Table 2 illustrates that our proposed stand counting method outperforms the other methods to varying extents. The MSCNN has a comparable performance with CSRNet and both perform better than other methods except our proposed method. The main reason for the good performance of CSRNet is because of utilizing dilated convolutional layers to aggregate the multi-scale contextual information. The good performance of MSCNN can also be attributed to the use of multi-scale features which make it robust against scale variation. The DeepCrowd method as a regression-based method outperformed the SaCNN and the CrowdNet methods. The proposed method performed better than other methods for a couple of reasons: (1) our proposed method merges feature maps from multiple scales of the network to cope with scale variation, and (2) the use of deconvolution layers for up-sampling the feature maps increases the quality of the predicted density maps.

Even though the counting performance of the CSRnet, MSCNN, DeepCrowd, and SaCNN are good, the performances of these methods are not satisfactory when the whole image is fed to these methods at once. As a result, an input image should be cropped into some non-overlapping patches and fed to these methods which increases their inference time. Our proposed method and CrowdNet take the whole image and predict the density map in a single forward path, which makes them considerably faster than other methods.
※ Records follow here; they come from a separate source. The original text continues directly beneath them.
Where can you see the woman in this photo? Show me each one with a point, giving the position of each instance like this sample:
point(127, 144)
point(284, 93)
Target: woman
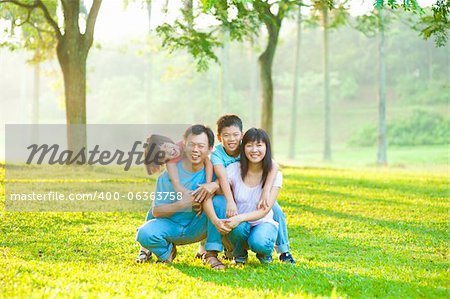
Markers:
point(253, 228)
Figure 3 visualizes some stand counting results of our proposed method including original image, predicted density map, and the detected corn stands in an image.
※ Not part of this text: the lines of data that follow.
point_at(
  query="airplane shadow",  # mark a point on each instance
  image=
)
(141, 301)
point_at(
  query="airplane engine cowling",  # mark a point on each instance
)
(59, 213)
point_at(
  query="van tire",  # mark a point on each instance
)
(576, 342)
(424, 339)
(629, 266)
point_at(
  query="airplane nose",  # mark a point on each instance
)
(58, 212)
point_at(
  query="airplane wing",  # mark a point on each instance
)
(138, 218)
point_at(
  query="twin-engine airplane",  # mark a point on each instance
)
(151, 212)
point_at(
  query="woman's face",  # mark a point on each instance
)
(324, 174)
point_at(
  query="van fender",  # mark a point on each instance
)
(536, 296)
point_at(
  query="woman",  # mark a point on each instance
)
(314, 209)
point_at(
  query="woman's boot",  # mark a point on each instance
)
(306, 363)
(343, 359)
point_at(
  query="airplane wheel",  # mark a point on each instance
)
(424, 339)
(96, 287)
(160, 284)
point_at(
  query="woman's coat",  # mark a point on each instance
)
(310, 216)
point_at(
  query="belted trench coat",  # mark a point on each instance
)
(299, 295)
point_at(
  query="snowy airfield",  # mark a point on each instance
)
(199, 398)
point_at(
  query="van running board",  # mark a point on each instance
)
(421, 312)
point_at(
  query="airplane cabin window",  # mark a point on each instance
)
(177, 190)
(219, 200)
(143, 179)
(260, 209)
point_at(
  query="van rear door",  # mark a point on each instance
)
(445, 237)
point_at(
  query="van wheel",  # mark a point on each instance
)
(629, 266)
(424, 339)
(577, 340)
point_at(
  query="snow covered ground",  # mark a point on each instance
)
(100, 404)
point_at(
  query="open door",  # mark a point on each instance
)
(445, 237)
Figure 3: Visual results of our proposed stand counting method. The first, second and third rows indicate, respectively, input images, estimated density maps, and detected corn stand in images. The figure is best viewed in color.
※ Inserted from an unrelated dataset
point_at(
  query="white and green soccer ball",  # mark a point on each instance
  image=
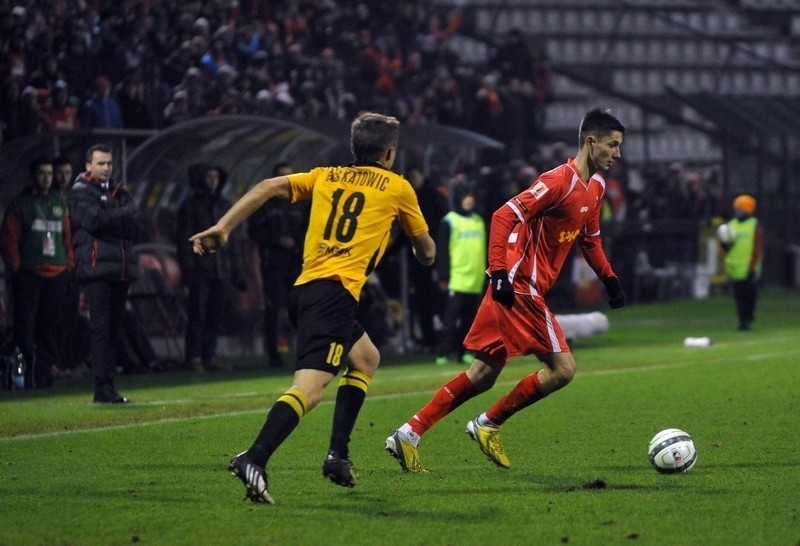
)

In order to see how the growing stages (VE to V6) affect the counting performance of the proposed method, we divide the test data based on the growing stages into three classes of VE-V1, V2-V4, and V5-V6 and report the counting performances of the proposed and comparison methods on these classes. As shown in Table 3, the proposed method has a consistently low error across all growing stages which indicates the robustness of our proposed method. The results also indicate that the highest counting error of all methods except MSCNN belong to the stage V5-V6 due to the occlusion and background clutter.

Method Growing stage
VE-V1 V2-V4 V5-V6
MAE RMSE MAE RMSE MAE RMSE
CSRNet (Li et al., 2018) 2.34 3.12 1.51 1.89 3.04 3.56
SaCNN (Zhang et al., 2018) 5.87 6.28 2.25 2.49 6.24 6.90
MSCNN (Zeng et al., 2017) 2.72 2.98 2.37 2.76 1.91 2.32
CrowdNet (Boominathan et al., 2016) 3.71 4.88 4.43 4.94 5.97 6.41
DeepCrowd (Wang et al., 2015) 3.23 3.67 2.57 2.91 2.39 3.11
DeepStand (our proposed) 1.0 1.31 1.39 1.94 2.47 3.30
Table 3: The counting performances of the proposed and comparison methods on the test data across different growing stages.

4 Discussion

In this paper, we presented a deep learning based approach named DeepStand for corn stand counting problem. The proposed method adopts a truncated VGG-16 network as a backbone feature extractor and merges multiple feature maps with different scales to make the network robust against scale variation. Finally, DeepStand uses a set of deconvolutional layers as a back-end to up-sample the network output. Our extensive experimental results indicate that our proposed method can successfully count and subsequently detect corn stands regardless of the image scale and the lighting condition. Our proposed method also outperformed other state-of-the-art methods commonly used in similar tasks.

Conflicts of Interest

The authors declare no conflict of interest.